Subject Gap: Humanities and Social Sciences yield an average accuracy of 83.7%, while STEM is only 59.2%. Research suggests models can identify visual content and retrieve knowledge but lack required reasoning chains for STEM.
Cross-lingual Gap: High-resource languages outperform low-resource ones; Latin-script languages generally outperform non-Latin scripts, suggesting cross-lingual transfer effects.

Highlights & Insights¶

"Examination" as Evaluation Paradigm: Real-world exams (driving licenses, vocational certifications, university entrance) naturally provide human difficulty scales and culturally grounded reasoning requirements.
In-language vs.

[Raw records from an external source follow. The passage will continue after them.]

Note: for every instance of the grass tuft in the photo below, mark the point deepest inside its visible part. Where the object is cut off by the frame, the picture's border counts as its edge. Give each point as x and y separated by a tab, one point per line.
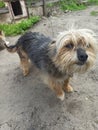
18	28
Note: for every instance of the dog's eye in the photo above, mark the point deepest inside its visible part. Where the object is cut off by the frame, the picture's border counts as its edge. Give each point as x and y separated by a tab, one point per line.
69	46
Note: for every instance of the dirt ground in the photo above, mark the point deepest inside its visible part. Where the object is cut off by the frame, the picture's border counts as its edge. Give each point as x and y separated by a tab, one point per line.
25	102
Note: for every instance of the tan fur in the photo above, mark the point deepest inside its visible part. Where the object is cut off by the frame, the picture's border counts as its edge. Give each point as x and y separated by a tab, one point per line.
64	58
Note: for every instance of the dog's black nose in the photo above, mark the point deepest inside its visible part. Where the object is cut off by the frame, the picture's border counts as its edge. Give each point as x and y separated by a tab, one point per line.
82	56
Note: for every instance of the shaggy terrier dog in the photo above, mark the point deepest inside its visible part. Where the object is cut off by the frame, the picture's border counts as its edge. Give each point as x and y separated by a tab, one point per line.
73	51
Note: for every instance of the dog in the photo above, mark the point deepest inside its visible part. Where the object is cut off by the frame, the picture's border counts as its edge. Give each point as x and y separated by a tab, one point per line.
74	51
2	40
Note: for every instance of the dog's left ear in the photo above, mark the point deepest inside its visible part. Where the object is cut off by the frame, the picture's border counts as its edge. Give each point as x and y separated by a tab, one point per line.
0	32
54	41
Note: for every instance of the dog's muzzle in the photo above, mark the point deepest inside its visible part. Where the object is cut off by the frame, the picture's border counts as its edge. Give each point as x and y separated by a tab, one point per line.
82	56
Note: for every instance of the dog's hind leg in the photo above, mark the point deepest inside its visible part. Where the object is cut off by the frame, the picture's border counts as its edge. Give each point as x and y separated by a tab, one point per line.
24	61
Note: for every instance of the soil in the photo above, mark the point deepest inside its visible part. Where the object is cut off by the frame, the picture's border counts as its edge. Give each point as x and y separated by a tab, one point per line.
25	102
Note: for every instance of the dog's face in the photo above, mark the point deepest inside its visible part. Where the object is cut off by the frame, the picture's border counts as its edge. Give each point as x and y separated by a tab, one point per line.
76	50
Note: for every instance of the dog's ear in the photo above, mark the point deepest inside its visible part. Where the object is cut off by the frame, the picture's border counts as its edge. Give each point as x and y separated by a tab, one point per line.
54	41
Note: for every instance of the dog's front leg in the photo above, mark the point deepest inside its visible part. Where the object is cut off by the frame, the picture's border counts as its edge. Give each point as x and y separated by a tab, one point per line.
67	87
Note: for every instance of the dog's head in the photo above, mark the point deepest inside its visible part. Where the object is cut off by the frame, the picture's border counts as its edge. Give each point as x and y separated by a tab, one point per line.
75	50
2	40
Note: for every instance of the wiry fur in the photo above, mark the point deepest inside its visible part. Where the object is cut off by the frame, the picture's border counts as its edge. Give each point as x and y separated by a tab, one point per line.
73	51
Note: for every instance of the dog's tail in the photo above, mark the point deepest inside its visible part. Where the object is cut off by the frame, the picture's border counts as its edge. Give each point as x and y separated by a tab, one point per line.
11	49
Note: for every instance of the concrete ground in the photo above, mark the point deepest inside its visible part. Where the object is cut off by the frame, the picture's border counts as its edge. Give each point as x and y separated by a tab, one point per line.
25	102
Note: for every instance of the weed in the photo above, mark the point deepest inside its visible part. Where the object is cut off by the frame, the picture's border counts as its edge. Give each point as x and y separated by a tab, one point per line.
18	28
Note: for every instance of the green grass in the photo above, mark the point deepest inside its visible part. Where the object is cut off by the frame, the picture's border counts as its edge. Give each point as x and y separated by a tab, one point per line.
19	28
71	5
2	4
94	2
94	13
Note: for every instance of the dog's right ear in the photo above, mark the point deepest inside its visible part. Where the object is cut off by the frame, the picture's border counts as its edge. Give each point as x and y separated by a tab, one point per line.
0	32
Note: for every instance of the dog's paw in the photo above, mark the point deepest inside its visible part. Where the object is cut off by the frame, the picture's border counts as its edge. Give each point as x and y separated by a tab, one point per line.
68	89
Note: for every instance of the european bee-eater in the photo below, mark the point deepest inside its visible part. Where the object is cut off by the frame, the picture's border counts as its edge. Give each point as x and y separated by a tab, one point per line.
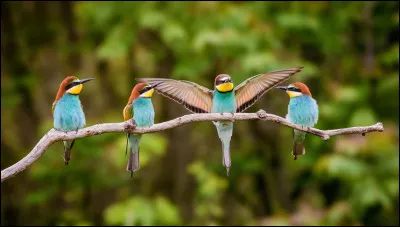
302	110
67	110
140	109
224	99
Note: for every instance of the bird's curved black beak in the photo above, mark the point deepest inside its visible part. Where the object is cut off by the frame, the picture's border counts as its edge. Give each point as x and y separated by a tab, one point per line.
153	85
85	80
281	87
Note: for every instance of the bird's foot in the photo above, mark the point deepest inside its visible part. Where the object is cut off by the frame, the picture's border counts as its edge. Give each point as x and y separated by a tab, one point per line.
233	114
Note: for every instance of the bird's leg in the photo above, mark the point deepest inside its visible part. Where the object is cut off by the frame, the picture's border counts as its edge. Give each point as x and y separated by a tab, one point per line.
130	124
233	114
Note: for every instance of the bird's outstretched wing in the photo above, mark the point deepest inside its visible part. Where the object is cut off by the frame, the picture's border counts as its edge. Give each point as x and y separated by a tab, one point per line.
192	96
250	90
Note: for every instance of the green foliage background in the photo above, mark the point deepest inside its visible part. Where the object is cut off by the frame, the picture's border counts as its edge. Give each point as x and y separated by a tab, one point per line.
350	51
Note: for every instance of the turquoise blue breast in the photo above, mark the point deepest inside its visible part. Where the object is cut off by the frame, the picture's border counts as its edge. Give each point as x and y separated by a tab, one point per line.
224	102
303	110
68	114
143	112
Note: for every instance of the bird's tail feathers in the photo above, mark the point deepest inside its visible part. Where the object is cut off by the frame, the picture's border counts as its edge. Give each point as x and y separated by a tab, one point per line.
225	134
67	150
133	161
298	149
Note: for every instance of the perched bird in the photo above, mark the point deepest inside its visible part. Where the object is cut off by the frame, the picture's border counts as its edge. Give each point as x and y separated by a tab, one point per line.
302	110
140	109
224	99
67	110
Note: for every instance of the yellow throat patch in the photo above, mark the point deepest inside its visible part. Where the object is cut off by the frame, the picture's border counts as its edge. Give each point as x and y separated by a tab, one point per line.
147	94
75	90
225	87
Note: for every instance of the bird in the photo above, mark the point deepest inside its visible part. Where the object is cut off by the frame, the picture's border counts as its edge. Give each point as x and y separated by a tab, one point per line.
225	98
302	110
68	111
141	111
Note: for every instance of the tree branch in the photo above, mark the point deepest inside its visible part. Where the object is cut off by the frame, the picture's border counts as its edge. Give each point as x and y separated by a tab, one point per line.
54	135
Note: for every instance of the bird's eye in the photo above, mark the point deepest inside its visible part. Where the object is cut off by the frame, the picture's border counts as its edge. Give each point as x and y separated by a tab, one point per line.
72	85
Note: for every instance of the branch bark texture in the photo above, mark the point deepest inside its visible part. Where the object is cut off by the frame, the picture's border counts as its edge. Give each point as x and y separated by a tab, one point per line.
54	135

Translation: Prioritizing native-language collection directly addresses Western-centric bias and "translationese" contamination typical in translated benchmarks.
Three-dimensional Diagnosis: Metrics across Modality × Subject × Language, combined with 17 metadata fields, transform the benchmark from a leaderboard into a diagnostic tool for failure attribution.
Evaluation-to-Data Feedback: Integrating suspicious output reviews into the quality control loop is a best practice for large-scale crowdsourced benchmarks.

Limitations & Future Work¶

MCQA Ceiling: The 4-option format simplifies automated scoring but introduces a 25% random guess baseline and fails to assess open-ended generation or long-chain reasoning.
Imbalance: Sample sizes per language range from 126 to 2,000, limiting statistical reliability for certain low-resource languages (e.g., Nepali).
LLM Dependence: Using GPT-4o/Claude for parsing and refinement may introduce model-specific biases or favor related architectures in evaluation.
Contamination Risk: Publicly sourced data risks inclusion in pre-training corpora; continuous updates and contamination detection are necessary.
Outlook: Expansion to more language families, introduction of open-ended responses, human-AI comparative analysis, and utilizing diagnostic results to refine multimodal training data ratios.

Multilingual Text Evaluation: Continues the lineage of Global-MMLU and INCLUDE with native-speaker participation, extending it to the multimodal domain.
Multimodal Benchmarks: Complements MMMU, MMBench, and Pangea, but advances in "native exam questions + cultural authenticity + 18-language scale."
Insight: For developers of multilingual/multimodal models, evaluation must move beyond translating English benchmarks. STEM visual reasoning and non-Latin scripts are currently the weakest and most critical areas for training data investment.

Rating¶

Novelty: ⭐⭐⭐⭐ Innovative evaluation paradigm focusing on native-language authentic exams and global collaboration.
Experimental Thoroughness: ⭐⭐⭐⭐ Extensive diagnosis across 11 models and multiple dimensions, though limited by sample imbalance in low-resource languages.
Writing Quality: ⭐⭐⭐⭐ Clear motivation, detailed pipeline descriptions, and well-organized visualizations.
Value: ⭐⭐⭐⭐⭐ Significant long-term community value as the largest multilingual multimodal exam benchmark to date.